I just witnessed a squirrel digging its furious way into a makeshift trench in front of my parents' house. For a second I thought it was having a seizure or at the very least busting out some smooth dance moves but upon closer inspection it was just sort of burrowing into the front lawn. Eventually, if left alone for long enough I'm pretty sure it may have ended up in China. Or Ronkonkoma. Deducing that no one in my parents town house complex would appreciate a burrowing squirrel effing up the landscape, I shooed him away. In reality, I thought about just standing there and watching him for awhile. It would have been calming and hilarious and absurd all at once.
While I'm a flexible believer that the universe tend towards utterly random indifference, I am sometimes prone to looking for or at least recognizing signs, anything that lends an air of order to the chaos. This is probably my brain's way of reassuring me that even though the universe is random, sometimes happy accidents occur and sometimes those accidents have harmonious effects. Or maybe it is just human nature to want things to make sense or have meaning. I do it almost constantly, to the point where I have to question what I actually do believe about the universe pretty regularly.

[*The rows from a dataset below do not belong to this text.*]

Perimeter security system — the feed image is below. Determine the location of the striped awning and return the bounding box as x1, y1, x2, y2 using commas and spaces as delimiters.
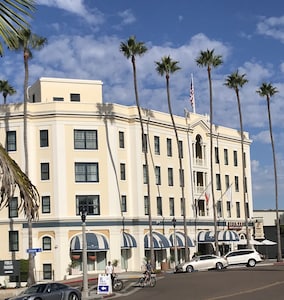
198, 230, 240, 243
70, 232, 109, 252
144, 231, 171, 250
170, 231, 194, 248
121, 232, 137, 249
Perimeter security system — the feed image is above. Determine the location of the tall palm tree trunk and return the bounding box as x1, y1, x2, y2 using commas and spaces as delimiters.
166, 75, 189, 261
267, 97, 282, 261
132, 56, 155, 267
236, 90, 251, 248
207, 67, 219, 255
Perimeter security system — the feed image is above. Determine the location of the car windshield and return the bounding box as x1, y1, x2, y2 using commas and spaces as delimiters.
22, 284, 46, 295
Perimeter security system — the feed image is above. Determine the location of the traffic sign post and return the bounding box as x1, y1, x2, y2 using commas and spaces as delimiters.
27, 248, 42, 253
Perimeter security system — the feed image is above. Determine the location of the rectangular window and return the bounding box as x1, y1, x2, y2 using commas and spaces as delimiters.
70, 94, 80, 102
234, 150, 238, 167
215, 147, 220, 164
235, 176, 239, 192
9, 197, 18, 218
144, 196, 149, 216
226, 201, 232, 218
142, 134, 148, 153
42, 236, 51, 251
53, 97, 64, 101
42, 264, 52, 280
155, 166, 161, 185
169, 197, 175, 216
40, 163, 49, 180
180, 198, 184, 216
74, 129, 98, 150
41, 196, 50, 214
154, 136, 160, 155
6, 131, 17, 151
167, 139, 173, 156
178, 141, 183, 158
143, 165, 148, 184
168, 168, 174, 186
179, 169, 184, 187
118, 131, 124, 148
224, 149, 229, 166
236, 202, 241, 218
75, 163, 99, 182
121, 195, 127, 212
216, 174, 221, 191
225, 175, 230, 190
157, 197, 163, 216
217, 200, 222, 218
9, 230, 19, 252
39, 130, 48, 147
120, 163, 126, 180
76, 195, 100, 215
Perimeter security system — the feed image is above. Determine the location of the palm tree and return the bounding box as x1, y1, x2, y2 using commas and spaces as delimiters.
13, 29, 47, 285
13, 29, 47, 175
0, 0, 35, 56
196, 49, 223, 254
120, 36, 155, 266
155, 56, 189, 261
225, 71, 251, 248
256, 83, 282, 261
0, 80, 16, 104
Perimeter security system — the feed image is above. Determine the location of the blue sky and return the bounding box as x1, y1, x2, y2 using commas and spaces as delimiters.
0, 0, 284, 209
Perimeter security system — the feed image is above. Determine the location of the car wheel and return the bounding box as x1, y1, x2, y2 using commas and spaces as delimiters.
247, 259, 256, 267
216, 262, 223, 270
68, 293, 79, 300
186, 266, 194, 273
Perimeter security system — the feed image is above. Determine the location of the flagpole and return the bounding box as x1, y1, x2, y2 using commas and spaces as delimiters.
190, 73, 195, 114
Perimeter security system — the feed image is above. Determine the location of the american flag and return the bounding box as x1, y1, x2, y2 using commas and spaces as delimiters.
189, 75, 195, 113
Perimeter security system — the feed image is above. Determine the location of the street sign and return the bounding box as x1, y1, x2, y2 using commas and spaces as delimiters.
97, 274, 112, 294
27, 248, 42, 253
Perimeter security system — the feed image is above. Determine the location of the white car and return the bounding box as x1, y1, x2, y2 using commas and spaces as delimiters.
176, 254, 228, 272
224, 249, 262, 267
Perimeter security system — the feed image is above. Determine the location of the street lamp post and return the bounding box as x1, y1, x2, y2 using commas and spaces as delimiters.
81, 207, 88, 300
172, 217, 178, 267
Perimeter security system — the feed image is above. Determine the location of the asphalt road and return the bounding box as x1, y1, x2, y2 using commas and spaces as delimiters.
115, 265, 284, 300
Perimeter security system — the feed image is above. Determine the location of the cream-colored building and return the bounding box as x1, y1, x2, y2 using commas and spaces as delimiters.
0, 78, 253, 280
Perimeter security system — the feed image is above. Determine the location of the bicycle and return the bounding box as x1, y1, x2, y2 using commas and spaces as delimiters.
138, 272, 156, 287
112, 274, 123, 292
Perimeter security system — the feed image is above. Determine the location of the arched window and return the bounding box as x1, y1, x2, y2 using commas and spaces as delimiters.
42, 236, 51, 251
195, 134, 203, 159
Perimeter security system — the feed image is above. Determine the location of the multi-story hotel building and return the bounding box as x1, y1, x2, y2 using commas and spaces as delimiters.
0, 78, 253, 280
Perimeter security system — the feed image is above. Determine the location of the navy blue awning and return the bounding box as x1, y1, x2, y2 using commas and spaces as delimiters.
144, 231, 171, 250
121, 232, 137, 249
170, 231, 194, 248
198, 230, 240, 243
70, 232, 109, 252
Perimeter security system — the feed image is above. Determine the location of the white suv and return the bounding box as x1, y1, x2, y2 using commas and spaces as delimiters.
224, 249, 262, 267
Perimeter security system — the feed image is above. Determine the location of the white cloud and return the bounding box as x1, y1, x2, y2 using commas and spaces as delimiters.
37, 0, 104, 25
257, 16, 284, 43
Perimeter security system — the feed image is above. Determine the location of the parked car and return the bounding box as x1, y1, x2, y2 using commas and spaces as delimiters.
224, 249, 262, 267
6, 282, 81, 300
176, 254, 228, 272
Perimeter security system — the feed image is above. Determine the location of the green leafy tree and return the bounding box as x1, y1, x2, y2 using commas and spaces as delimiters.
0, 0, 35, 56
120, 36, 155, 266
0, 80, 16, 104
13, 29, 47, 285
256, 82, 282, 261
155, 56, 189, 261
196, 49, 223, 254
225, 71, 252, 248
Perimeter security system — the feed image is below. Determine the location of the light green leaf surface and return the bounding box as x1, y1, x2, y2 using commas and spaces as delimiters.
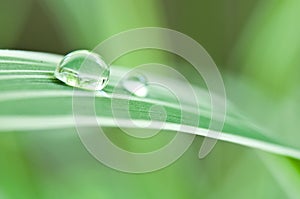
0, 50, 300, 159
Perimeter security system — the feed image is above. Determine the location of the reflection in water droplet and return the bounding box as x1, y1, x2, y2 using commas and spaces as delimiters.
122, 74, 148, 97
54, 50, 110, 90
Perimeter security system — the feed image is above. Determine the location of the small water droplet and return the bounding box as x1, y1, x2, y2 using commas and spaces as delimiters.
54, 50, 110, 90
122, 74, 148, 97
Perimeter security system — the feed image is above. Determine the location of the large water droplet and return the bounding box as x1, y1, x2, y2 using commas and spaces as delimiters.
54, 50, 110, 90
122, 74, 148, 97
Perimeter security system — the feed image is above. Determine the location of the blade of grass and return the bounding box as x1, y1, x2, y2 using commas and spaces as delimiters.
0, 51, 300, 159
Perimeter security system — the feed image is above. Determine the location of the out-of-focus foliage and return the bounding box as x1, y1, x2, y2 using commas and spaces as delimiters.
0, 0, 300, 199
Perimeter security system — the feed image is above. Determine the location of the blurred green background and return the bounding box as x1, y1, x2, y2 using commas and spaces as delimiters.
0, 0, 300, 199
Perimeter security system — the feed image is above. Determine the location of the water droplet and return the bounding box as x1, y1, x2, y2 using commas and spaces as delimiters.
54, 50, 110, 90
122, 74, 148, 97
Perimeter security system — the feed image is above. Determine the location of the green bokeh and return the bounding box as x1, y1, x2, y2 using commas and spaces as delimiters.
0, 0, 300, 199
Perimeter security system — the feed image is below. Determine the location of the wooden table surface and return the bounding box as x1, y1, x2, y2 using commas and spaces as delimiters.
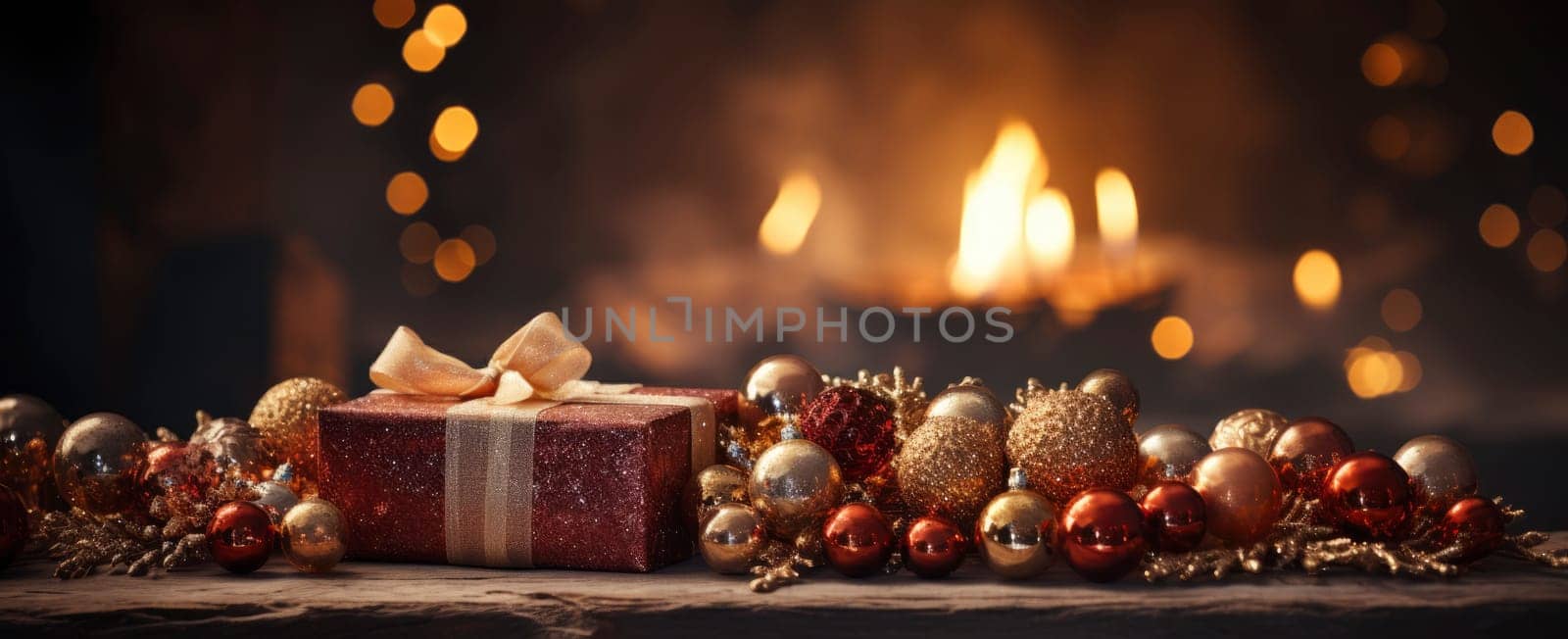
0, 534, 1568, 639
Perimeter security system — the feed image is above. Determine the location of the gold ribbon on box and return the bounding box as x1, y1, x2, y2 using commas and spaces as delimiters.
370, 314, 715, 566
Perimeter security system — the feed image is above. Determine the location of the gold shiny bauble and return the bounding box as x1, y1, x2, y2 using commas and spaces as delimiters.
0, 395, 66, 509
1209, 409, 1291, 459
1006, 390, 1139, 505
925, 384, 1006, 430
743, 356, 826, 417
1077, 369, 1140, 427
191, 412, 272, 482
248, 377, 348, 495
897, 413, 1006, 529
682, 464, 750, 524
1394, 435, 1477, 513
279, 498, 347, 571
1192, 446, 1284, 547
698, 505, 768, 574
747, 438, 844, 540
1139, 424, 1209, 485
55, 412, 147, 516
974, 469, 1061, 579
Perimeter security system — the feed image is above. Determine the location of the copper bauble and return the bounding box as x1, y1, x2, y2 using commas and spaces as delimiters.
925, 380, 1008, 432
897, 415, 1006, 529
277, 498, 348, 573
680, 464, 748, 529
1006, 383, 1139, 503
1077, 369, 1140, 427
1192, 446, 1284, 547
191, 414, 272, 481
0, 484, 28, 568
248, 377, 348, 495
974, 468, 1061, 579
53, 412, 147, 516
1394, 435, 1477, 513
742, 356, 825, 417
696, 503, 768, 574
1268, 417, 1356, 500
797, 385, 897, 481
1438, 497, 1508, 564
1142, 481, 1209, 553
0, 395, 66, 508
747, 438, 844, 539
904, 516, 966, 578
207, 501, 272, 573
1061, 489, 1148, 582
1139, 424, 1210, 485
821, 501, 894, 576
1209, 409, 1291, 459
136, 442, 218, 508
1319, 451, 1409, 542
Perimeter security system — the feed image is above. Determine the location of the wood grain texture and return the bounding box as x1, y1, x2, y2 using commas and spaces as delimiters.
0, 537, 1568, 639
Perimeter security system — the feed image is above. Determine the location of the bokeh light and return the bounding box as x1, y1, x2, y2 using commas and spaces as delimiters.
370, 0, 414, 28
350, 81, 394, 126
1150, 315, 1194, 361
1524, 185, 1568, 227
1382, 288, 1421, 332
1524, 228, 1568, 272
403, 29, 447, 74
436, 238, 478, 282
1492, 111, 1535, 155
397, 222, 441, 265
1361, 42, 1405, 86
1292, 249, 1341, 310
387, 171, 429, 215
1480, 204, 1519, 249
458, 224, 496, 267
431, 107, 480, 154
425, 5, 468, 47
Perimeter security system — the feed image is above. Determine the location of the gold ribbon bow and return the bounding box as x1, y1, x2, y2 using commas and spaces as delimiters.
370, 312, 637, 404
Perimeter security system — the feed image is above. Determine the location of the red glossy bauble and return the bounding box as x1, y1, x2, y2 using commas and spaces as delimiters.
1320, 451, 1409, 542
800, 387, 894, 481
0, 484, 28, 568
1143, 481, 1207, 553
1268, 417, 1356, 500
207, 501, 276, 573
904, 516, 967, 578
821, 503, 892, 576
1438, 497, 1507, 564
136, 442, 218, 506
1061, 489, 1148, 581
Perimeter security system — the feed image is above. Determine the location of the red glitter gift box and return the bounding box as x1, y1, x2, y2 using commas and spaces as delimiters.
319, 388, 739, 571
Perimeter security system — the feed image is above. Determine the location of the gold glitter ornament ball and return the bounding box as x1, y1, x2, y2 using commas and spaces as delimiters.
1209, 409, 1291, 459
897, 417, 1006, 529
1006, 387, 1139, 505
277, 498, 347, 573
248, 377, 348, 495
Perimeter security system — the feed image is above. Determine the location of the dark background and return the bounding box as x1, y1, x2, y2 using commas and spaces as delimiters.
0, 0, 1568, 528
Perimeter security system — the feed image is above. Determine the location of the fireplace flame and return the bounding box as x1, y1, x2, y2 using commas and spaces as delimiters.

To wit: I am having a lot of difficulty finishing Chabon's Telegraph Avenue. I've been reading it for about month and try as I might, even after 250 or so pages, I just feel disconnected from it and everyone in it. But it is so well written that there exists this sense just underneath that disconnect of "I should be feeling something." It is weird but I did feel that same way when I read another Chabon's books The Yiddish Policeman's Union. It is frustrating to keep expecting to feel connection to a book and to put effort in the waiting for it and then to come up empty handed. I expressed that frustration to my friend Catherine who has since read and finished the book and she advised me to not bother finishing it. There is too much else to read to spend time on something that isn't holding your attention. She is right, of course and I had all but resolved to return the book to the library today and forget about it until I inevitably came across it again at some point in the future, during which time I'd likely sigh and regret giving up. However, and here is where the randomness and completely explainable coincidence happens, I needed something to read during my lunch hour today and happened to grab an old copy of the New York Times magazine that my friend Lauren left at my house a few weeks ago. The theme of the issue was "Inspiration" and had all these creative people talking about what inspires them and how they arrived at ideas that later became songs or novels or films. It really is a fascinating issue. One of the contributors was, you guessed it, Michael Chabon. He was talking about his inspiration for Telegraph Avenue. Essentially his story of inspiration is intriguing and heartfelt and I was hooked more into the article than the actual book. But then he said this:
I found myself obliged, and eager, to recreate through fiction, through storytelling and prose, the lost utopia that never quite happened, that I never quite knew, that I have never since forgotten and that I have been losing, and longing for, all my life.
And I was effectively drawn right back in. It feels meta but I am looking for in reading his novel what he is looking for in writing it. Why can't I find it?! Also, why can't I just be a normal person and abandon books that don't interest me? I am that damn squirrel, rooting around for some unknown treasure.
If you'll excuse me for moment, I'm just going to walk around for a bit, looking for completely random and meaningless things to assign meaning to. If you need any help with this in your life, just do what I do, make shit up.
ETA: I gave up on the book. I just read 15 more pages and I was distracted the entire way through. Some other time, Mr. Chabon. It's not you, it's me. Ish.